Implementar el espacio no fue una tarea fácil, el camino recorrido sigue siendo arduo. Y en ocasiones  la realidad supera las expectativas demostrando que no siempre lo que creemos que puede ser enriquecedor para nosotros lo es para los demás. “Barajar y dar de nuevo” parece ser la premisa que guía el quehacer cotidiano cuando la intención es estimular el interés por la lectura en una población que no tiene un recorrido lector, donde los libros no se sienten como propios, y si bien son políticamente correctos se elige jugar con los hijos más que leer en la biblioteca:
“Queríamos tener una biblioteca para ampliar el acceso y permitirle a muchas familias vincularse con un objeto que les resulta completamente ajeno. Pero luego de armar el proyecto con las líneas de acción paso a paso nos encontramos con la realidad. Pretendíamos que los libros circularan más allá de la biblioteca y en este sentido abordamos distintas tácticas: ofrecimos libros en las escuelas de la zona, planteamos la posibilidad de que algunos niños pudiesen recomendar y elegir lecturas para sus vecinos, armamos campañas de difusión en distintas instituciones educativas, deportivas y sociales, utilizamos una estrategia y la cambiamos y la volvimos a cambiar…No tuvimos mucho éxito.”
Sin embargo, en el devenir de la charla los decires nos cuentan que los libros circulan, se leen. Unos más que otros, tal vez no tanto como ellos quisieran, tal vez lo necesario para una población que recién comienza a familiarizarse con la posibilidad de contar con libros en casa cuando se quiera o se los necesite.
En un principio los libros compartían el espacio con la juegoteca, el que no jugaba podía leer y el que no leía podía jugar con los libros. Pero finalmente ambos dominios terminaban compitiendo y decidieron separarlos. En la actualidad la biblioteca no cuenta con un sector para sentarse a leer por eso lo que funciona es el acercarse, elegir, llevarse y devolver.

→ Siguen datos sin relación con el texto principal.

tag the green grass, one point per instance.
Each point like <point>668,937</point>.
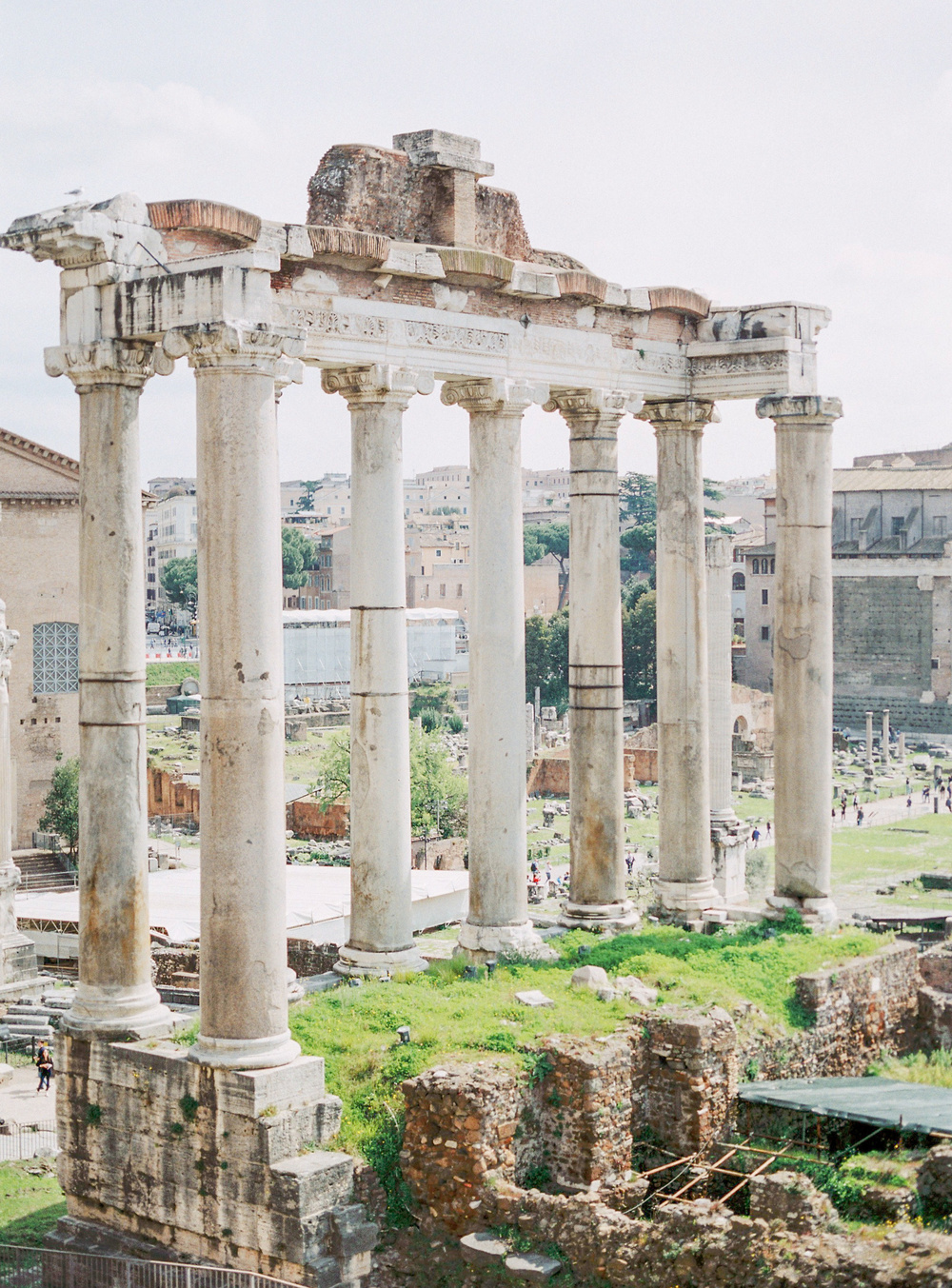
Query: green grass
<point>933,1068</point>
<point>170,672</point>
<point>30,1206</point>
<point>451,1018</point>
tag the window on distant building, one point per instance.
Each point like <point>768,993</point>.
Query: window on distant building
<point>55,657</point>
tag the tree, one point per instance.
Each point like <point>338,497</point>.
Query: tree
<point>181,581</point>
<point>639,646</point>
<point>62,805</point>
<point>551,539</point>
<point>438,794</point>
<point>296,557</point>
<point>546,660</point>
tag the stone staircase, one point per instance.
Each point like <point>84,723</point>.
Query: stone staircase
<point>43,869</point>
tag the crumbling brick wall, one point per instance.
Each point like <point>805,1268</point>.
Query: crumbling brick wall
<point>684,1077</point>
<point>856,1013</point>
<point>579,1113</point>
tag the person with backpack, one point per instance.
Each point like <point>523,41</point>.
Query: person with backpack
<point>44,1065</point>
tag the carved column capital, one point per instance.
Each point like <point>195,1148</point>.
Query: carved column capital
<point>492,394</point>
<point>255,350</point>
<point>593,407</point>
<point>107,362</point>
<point>378,384</point>
<point>685,413</point>
<point>799,408</point>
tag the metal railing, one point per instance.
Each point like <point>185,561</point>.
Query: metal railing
<point>47,1268</point>
<point>28,1140</point>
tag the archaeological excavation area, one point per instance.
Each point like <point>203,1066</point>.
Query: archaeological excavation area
<point>529,1108</point>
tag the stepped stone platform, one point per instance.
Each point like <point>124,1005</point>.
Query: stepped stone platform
<point>177,1159</point>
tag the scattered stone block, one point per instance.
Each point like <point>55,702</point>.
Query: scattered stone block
<point>590,977</point>
<point>532,1266</point>
<point>533,997</point>
<point>482,1248</point>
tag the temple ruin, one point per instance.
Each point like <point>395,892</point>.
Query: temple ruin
<point>408,270</point>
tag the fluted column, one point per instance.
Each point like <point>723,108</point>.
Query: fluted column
<point>803,656</point>
<point>685,882</point>
<point>382,921</point>
<point>115,993</point>
<point>17,952</point>
<point>728,834</point>
<point>597,737</point>
<point>498,919</point>
<point>244,918</point>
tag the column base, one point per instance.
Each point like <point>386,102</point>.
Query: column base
<point>357,961</point>
<point>117,1013</point>
<point>729,838</point>
<point>818,913</point>
<point>587,916</point>
<point>688,897</point>
<point>244,1054</point>
<point>482,944</point>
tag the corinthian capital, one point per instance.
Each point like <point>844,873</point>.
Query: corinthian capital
<point>256,350</point>
<point>492,394</point>
<point>593,407</point>
<point>686,413</point>
<point>801,409</point>
<point>107,362</point>
<point>378,384</point>
<point>8,641</point>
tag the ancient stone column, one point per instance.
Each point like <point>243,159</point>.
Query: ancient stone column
<point>685,882</point>
<point>17,952</point>
<point>597,740</point>
<point>244,916</point>
<point>382,922</point>
<point>803,656</point>
<point>498,919</point>
<point>728,834</point>
<point>115,993</point>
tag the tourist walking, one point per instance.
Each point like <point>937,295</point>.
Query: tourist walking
<point>44,1065</point>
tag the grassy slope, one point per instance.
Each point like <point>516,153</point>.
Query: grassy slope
<point>29,1204</point>
<point>354,1029</point>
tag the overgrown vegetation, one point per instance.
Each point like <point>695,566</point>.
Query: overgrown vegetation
<point>62,805</point>
<point>170,672</point>
<point>451,1017</point>
<point>31,1202</point>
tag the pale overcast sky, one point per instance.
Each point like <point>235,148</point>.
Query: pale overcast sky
<point>751,149</point>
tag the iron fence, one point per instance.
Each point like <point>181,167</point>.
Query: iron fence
<point>48,1268</point>
<point>28,1140</point>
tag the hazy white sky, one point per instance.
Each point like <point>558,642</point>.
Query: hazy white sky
<point>751,149</point>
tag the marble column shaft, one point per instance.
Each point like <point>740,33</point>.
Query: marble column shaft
<point>498,919</point>
<point>803,656</point>
<point>719,555</point>
<point>597,738</point>
<point>113,993</point>
<point>382,922</point>
<point>684,842</point>
<point>244,935</point>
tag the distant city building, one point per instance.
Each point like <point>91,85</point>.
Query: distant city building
<point>39,583</point>
<point>892,547</point>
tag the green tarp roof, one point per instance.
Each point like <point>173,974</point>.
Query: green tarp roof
<point>880,1101</point>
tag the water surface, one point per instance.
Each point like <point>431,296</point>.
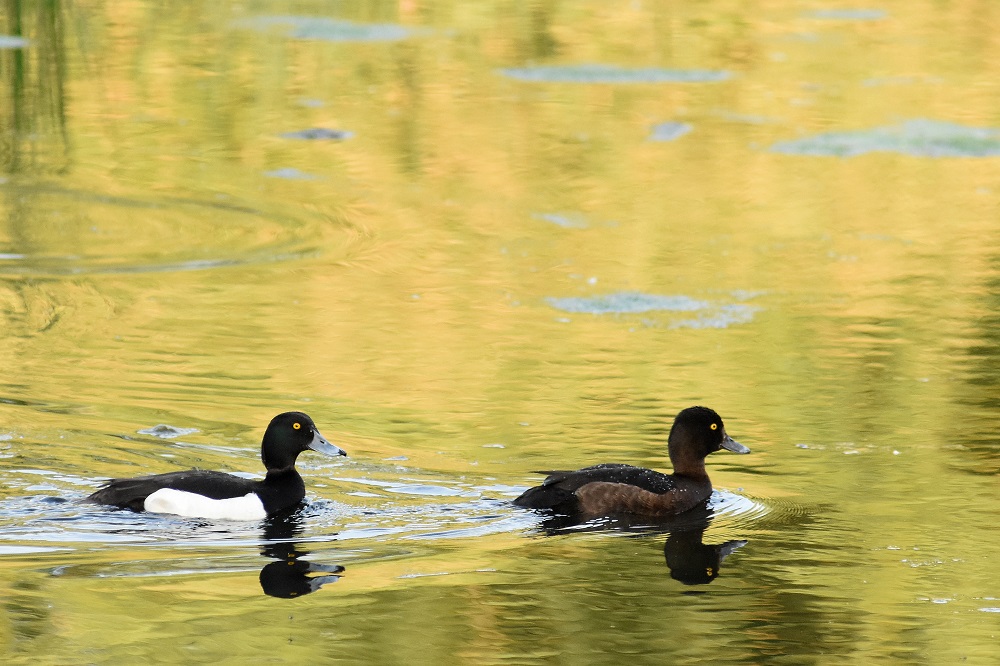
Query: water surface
<point>444,232</point>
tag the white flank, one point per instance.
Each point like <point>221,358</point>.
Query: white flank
<point>180,503</point>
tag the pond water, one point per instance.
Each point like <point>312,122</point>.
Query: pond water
<point>474,240</point>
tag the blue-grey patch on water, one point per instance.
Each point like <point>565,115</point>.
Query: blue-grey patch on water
<point>289,173</point>
<point>164,431</point>
<point>708,314</point>
<point>847,14</point>
<point>564,220</point>
<point>319,134</point>
<point>12,42</point>
<point>328,29</point>
<point>597,73</point>
<point>918,138</point>
<point>669,131</point>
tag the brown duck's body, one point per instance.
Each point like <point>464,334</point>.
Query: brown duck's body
<point>615,489</point>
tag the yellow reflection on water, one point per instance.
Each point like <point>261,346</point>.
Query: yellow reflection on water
<point>169,254</point>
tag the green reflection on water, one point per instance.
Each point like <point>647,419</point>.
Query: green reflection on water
<point>152,271</point>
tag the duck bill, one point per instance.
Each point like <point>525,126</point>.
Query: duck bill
<point>730,444</point>
<point>320,445</point>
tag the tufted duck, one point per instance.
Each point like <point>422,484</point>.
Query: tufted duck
<point>614,489</point>
<point>204,494</point>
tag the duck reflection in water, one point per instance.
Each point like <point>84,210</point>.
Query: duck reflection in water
<point>690,560</point>
<point>289,576</point>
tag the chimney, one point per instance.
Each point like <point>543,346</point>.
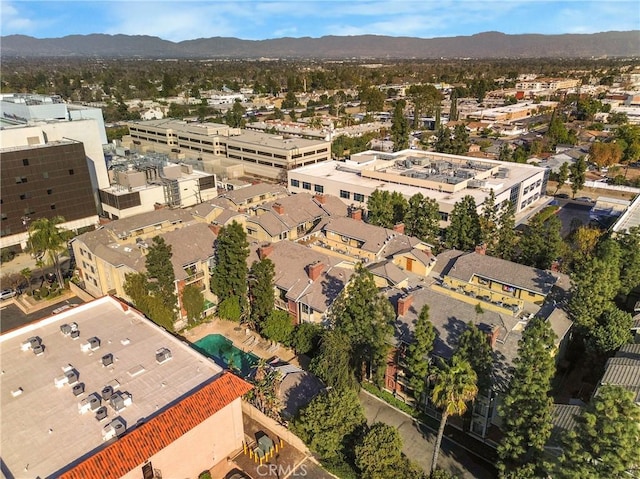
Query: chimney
<point>355,213</point>
<point>403,304</point>
<point>265,250</point>
<point>314,270</point>
<point>278,208</point>
<point>399,228</point>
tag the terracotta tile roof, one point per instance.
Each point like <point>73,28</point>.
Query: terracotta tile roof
<point>134,448</point>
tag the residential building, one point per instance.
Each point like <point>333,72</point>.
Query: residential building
<point>141,184</point>
<point>445,178</point>
<point>259,154</point>
<point>105,256</point>
<point>101,391</point>
<point>44,181</point>
<point>306,281</point>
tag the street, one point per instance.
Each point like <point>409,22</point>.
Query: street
<point>418,442</point>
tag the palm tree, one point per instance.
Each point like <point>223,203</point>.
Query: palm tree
<point>50,240</point>
<point>455,386</point>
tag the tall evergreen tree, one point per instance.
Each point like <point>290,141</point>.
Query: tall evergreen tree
<point>474,347</point>
<point>489,222</point>
<point>160,272</point>
<point>229,280</point>
<point>526,412</point>
<point>417,354</point>
<point>455,386</point>
<point>399,127</point>
<point>365,316</point>
<point>463,232</point>
<point>380,209</point>
<point>606,441</point>
<point>541,242</point>
<point>507,239</point>
<point>422,219</point>
<point>261,291</point>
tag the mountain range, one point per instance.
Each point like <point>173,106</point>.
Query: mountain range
<point>482,45</point>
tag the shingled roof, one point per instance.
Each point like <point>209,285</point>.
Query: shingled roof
<point>134,448</point>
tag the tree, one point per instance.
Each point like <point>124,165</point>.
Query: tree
<point>48,238</point>
<point>577,175</point>
<point>463,232</point>
<point>365,316</point>
<point>230,272</point>
<point>305,337</point>
<point>193,302</point>
<point>507,238</point>
<point>605,441</point>
<point>417,355</point>
<point>327,423</point>
<point>160,274</point>
<point>264,394</point>
<point>526,411</point>
<point>605,154</point>
<point>630,260</point>
<point>541,242</point>
<point>334,362</point>
<point>563,176</point>
<point>399,127</point>
<point>261,291</point>
<point>489,222</point>
<point>612,329</point>
<point>422,218</point>
<point>474,347</point>
<point>380,209</point>
<point>379,453</point>
<point>278,326</point>
<point>455,386</point>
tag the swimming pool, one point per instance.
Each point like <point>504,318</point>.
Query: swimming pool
<point>225,354</point>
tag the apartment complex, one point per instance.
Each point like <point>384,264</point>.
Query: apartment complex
<point>445,178</point>
<point>101,391</point>
<point>259,154</point>
<point>44,181</point>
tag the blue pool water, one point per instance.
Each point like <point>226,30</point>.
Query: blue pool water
<point>225,354</point>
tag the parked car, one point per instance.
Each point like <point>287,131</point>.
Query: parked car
<point>7,293</point>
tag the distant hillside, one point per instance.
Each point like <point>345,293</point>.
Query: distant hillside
<point>482,45</point>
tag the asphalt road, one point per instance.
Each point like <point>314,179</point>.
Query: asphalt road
<point>418,442</point>
<point>12,317</point>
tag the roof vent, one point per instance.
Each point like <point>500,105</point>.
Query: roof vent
<point>120,400</point>
<point>107,359</point>
<point>107,392</point>
<point>101,413</point>
<point>162,355</point>
<point>78,389</point>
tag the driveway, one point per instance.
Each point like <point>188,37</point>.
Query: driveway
<point>418,442</point>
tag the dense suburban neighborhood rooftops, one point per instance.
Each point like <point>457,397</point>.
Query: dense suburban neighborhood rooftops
<point>50,422</point>
<point>469,265</point>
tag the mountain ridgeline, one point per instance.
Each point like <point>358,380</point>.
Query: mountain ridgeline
<point>482,45</point>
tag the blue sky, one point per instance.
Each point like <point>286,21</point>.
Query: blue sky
<point>257,20</point>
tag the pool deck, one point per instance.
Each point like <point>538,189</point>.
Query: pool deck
<point>244,339</point>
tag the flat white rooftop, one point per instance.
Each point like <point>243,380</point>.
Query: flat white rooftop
<point>42,427</point>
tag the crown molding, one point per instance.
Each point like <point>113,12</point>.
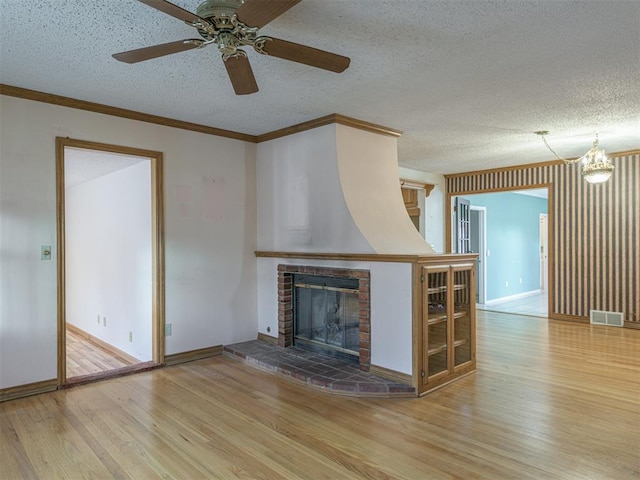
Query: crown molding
<point>329,120</point>
<point>50,98</point>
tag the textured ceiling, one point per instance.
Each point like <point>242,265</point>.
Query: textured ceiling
<point>466,81</point>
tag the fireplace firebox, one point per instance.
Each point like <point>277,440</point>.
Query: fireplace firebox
<point>326,313</point>
<point>343,293</point>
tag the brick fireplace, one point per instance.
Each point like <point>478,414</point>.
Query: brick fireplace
<point>286,300</point>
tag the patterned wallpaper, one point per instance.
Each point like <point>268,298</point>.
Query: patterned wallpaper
<point>594,232</point>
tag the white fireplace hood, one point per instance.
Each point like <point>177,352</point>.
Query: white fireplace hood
<point>333,189</point>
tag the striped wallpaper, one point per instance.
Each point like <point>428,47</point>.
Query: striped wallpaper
<point>594,232</point>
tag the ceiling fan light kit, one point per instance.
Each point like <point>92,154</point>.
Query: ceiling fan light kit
<point>232,24</point>
<point>595,165</point>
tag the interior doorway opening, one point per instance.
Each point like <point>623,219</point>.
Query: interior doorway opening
<point>110,260</point>
<point>512,272</point>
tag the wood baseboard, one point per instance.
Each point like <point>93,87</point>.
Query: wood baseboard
<point>19,391</point>
<point>116,352</point>
<point>391,374</point>
<point>267,338</point>
<point>191,355</point>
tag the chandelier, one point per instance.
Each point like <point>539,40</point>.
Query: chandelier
<point>595,165</point>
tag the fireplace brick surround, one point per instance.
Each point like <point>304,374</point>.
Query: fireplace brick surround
<point>285,304</point>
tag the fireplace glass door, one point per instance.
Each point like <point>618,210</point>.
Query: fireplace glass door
<point>327,313</point>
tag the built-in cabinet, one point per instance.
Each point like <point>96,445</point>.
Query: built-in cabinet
<point>447,336</point>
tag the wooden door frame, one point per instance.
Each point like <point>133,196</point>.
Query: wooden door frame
<point>157,244</point>
<point>481,273</point>
<point>448,220</point>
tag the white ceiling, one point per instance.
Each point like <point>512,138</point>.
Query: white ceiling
<point>467,81</point>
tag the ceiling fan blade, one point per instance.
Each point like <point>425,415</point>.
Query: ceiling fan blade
<point>173,10</point>
<point>257,13</point>
<point>241,75</point>
<point>307,55</point>
<point>147,53</point>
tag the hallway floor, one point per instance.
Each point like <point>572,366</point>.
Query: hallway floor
<point>536,305</point>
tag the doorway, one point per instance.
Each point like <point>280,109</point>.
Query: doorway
<point>478,241</point>
<point>110,260</point>
<point>516,236</point>
<point>544,255</point>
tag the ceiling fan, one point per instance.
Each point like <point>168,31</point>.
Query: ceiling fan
<point>231,24</point>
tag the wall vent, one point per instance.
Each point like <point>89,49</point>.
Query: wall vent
<point>614,319</point>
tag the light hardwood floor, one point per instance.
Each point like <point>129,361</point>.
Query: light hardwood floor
<point>536,305</point>
<point>550,400</point>
<point>85,357</point>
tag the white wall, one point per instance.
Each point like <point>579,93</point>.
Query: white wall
<point>336,189</point>
<point>433,211</point>
<point>108,258</point>
<point>301,205</point>
<point>368,168</point>
<point>390,295</point>
<point>210,232</point>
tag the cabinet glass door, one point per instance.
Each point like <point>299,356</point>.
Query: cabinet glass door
<point>462,298</point>
<point>436,322</point>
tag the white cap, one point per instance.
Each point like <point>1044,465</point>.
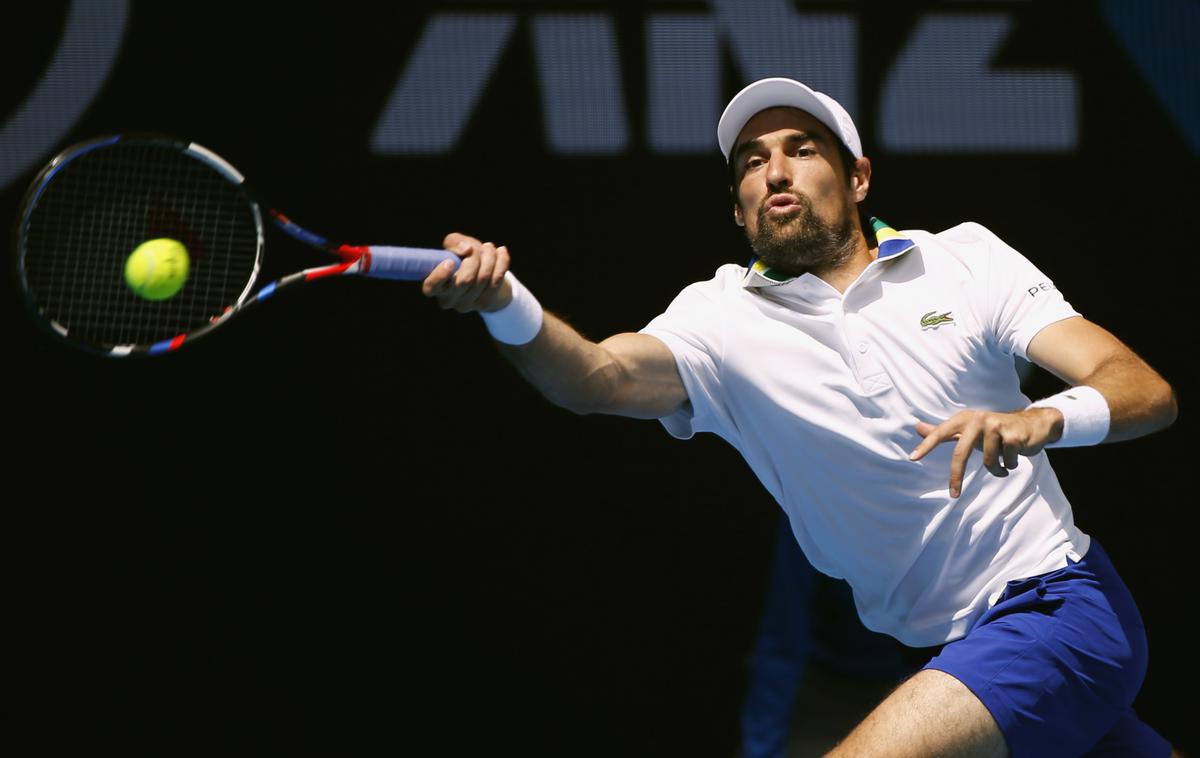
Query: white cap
<point>779,91</point>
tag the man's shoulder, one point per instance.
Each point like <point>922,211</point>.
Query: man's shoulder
<point>970,246</point>
<point>726,280</point>
<point>965,236</point>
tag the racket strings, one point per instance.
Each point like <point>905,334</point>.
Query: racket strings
<point>100,206</point>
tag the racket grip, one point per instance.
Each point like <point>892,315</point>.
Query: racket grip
<point>412,264</point>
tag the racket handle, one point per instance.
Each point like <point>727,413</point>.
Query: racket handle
<point>412,264</point>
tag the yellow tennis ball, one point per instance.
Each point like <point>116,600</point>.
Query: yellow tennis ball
<point>157,269</point>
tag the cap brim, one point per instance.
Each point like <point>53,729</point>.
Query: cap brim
<point>765,94</point>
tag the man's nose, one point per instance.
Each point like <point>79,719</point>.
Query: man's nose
<point>779,172</point>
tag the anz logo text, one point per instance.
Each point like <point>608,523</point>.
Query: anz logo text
<point>941,94</point>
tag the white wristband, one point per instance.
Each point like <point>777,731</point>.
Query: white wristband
<point>1085,416</point>
<point>519,322</point>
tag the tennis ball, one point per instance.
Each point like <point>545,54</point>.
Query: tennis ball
<point>157,269</point>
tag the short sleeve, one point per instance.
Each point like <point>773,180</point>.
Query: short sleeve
<point>1021,300</point>
<point>693,329</point>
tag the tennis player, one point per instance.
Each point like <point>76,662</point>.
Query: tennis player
<point>867,376</point>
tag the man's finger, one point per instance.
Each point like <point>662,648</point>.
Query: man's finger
<point>963,449</point>
<point>1012,456</point>
<point>934,437</point>
<point>991,452</point>
<point>455,240</point>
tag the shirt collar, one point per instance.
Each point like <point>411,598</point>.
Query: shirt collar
<point>891,244</point>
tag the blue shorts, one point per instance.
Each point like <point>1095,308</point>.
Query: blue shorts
<point>1059,661</point>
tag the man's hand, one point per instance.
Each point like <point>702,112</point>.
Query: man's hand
<point>479,282</point>
<point>1002,438</point>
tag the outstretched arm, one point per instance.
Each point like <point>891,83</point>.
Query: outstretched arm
<point>1079,353</point>
<point>628,374</point>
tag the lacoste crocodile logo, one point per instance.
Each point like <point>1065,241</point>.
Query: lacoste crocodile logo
<point>934,319</point>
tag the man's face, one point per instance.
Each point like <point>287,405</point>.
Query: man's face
<point>792,192</point>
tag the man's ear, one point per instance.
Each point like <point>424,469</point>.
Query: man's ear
<point>861,180</point>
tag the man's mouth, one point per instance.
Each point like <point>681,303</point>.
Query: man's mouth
<point>783,204</point>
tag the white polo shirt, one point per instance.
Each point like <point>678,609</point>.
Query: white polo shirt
<point>821,392</point>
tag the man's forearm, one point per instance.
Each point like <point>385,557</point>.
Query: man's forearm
<point>565,367</point>
<point>1140,401</point>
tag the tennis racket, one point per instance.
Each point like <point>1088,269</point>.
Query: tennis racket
<point>97,202</point>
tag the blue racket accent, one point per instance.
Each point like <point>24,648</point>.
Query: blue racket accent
<point>297,230</point>
<point>159,348</point>
<point>412,264</point>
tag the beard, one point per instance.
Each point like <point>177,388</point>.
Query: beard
<point>801,242</point>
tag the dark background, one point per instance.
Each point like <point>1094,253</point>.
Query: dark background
<point>342,524</point>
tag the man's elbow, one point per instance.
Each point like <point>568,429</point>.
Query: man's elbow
<point>1169,404</point>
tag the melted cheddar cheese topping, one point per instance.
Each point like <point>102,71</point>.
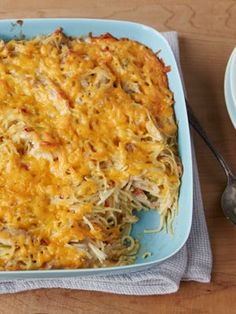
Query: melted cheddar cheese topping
<point>86,127</point>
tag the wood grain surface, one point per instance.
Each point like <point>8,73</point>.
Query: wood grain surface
<point>207,31</point>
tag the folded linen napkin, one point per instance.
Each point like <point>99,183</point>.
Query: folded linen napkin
<point>192,262</point>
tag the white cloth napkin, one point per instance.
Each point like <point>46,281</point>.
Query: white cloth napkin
<point>192,262</point>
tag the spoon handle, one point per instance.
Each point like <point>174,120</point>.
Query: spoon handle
<point>198,128</point>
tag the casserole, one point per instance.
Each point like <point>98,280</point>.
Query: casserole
<point>161,245</point>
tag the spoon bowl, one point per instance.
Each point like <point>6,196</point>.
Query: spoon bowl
<point>228,199</point>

Los talleres, en cambio, se hacen en otro espacio físico. “Tratamos de tener talleres en todas las áreas (plástica, música, letras, danza) sabiendo que no es tan necesario que la gente participe de una manera académica. El acceso a los bienes no tiene que estar dado solo por el acceso a lo académico, y en este sentido nos parecía que la biblioteca nos iba a dar una oportunidad más: pic-nics de lectura, encuentros, salidas por los edificios con una valijita repleta de cuentos y novelas, llevar un libro para tu familia, para tu compañero.”
Como correlato y en conexión con la biblioteca este año contrataron una docente que llevó adelante un taller de iniciación a la lectura para niños de 3 a 8 años. Taller que se sumó a otro de lectura y escritura para adolescentes (que les gusta más que les lean) y a un taller de memoria para adultos mayores que en sus inicios se abordó desde un trabajo más cognitivo y que poco a poco fue transformándose en un taller literario con connotaciones emotivas.
El paso de distintos docentes de literatura les permitió ir encontrando un montón de perfiles para ampliar el fondo bibliográfico de acuerdo a los intereses. Aun así, tienen en claro que los libros disponibles no alcanzan a cubrir los gustos de la población. Hay muchos títulos que faltan y que quisieran tener para que los maestros trabajasen en su mayoría con material de la biblioteca.
Invertir tiempo y dedicación, ejercitar la paciencia y ajustar las expectativas son claves a la hora de establecer lazos entre las instituciones barriales y sus vecinos. La apuesta a una biblioteca de puertas abiertas, en donde se puede sacar, tocar y retirar un libro avisándole al auxiliar de turno, da cuenta de que, por sobre lo educativo, el desarrollo de lo vincular, lo social y lo cultural es lo que le da sentido a estas organizaciones.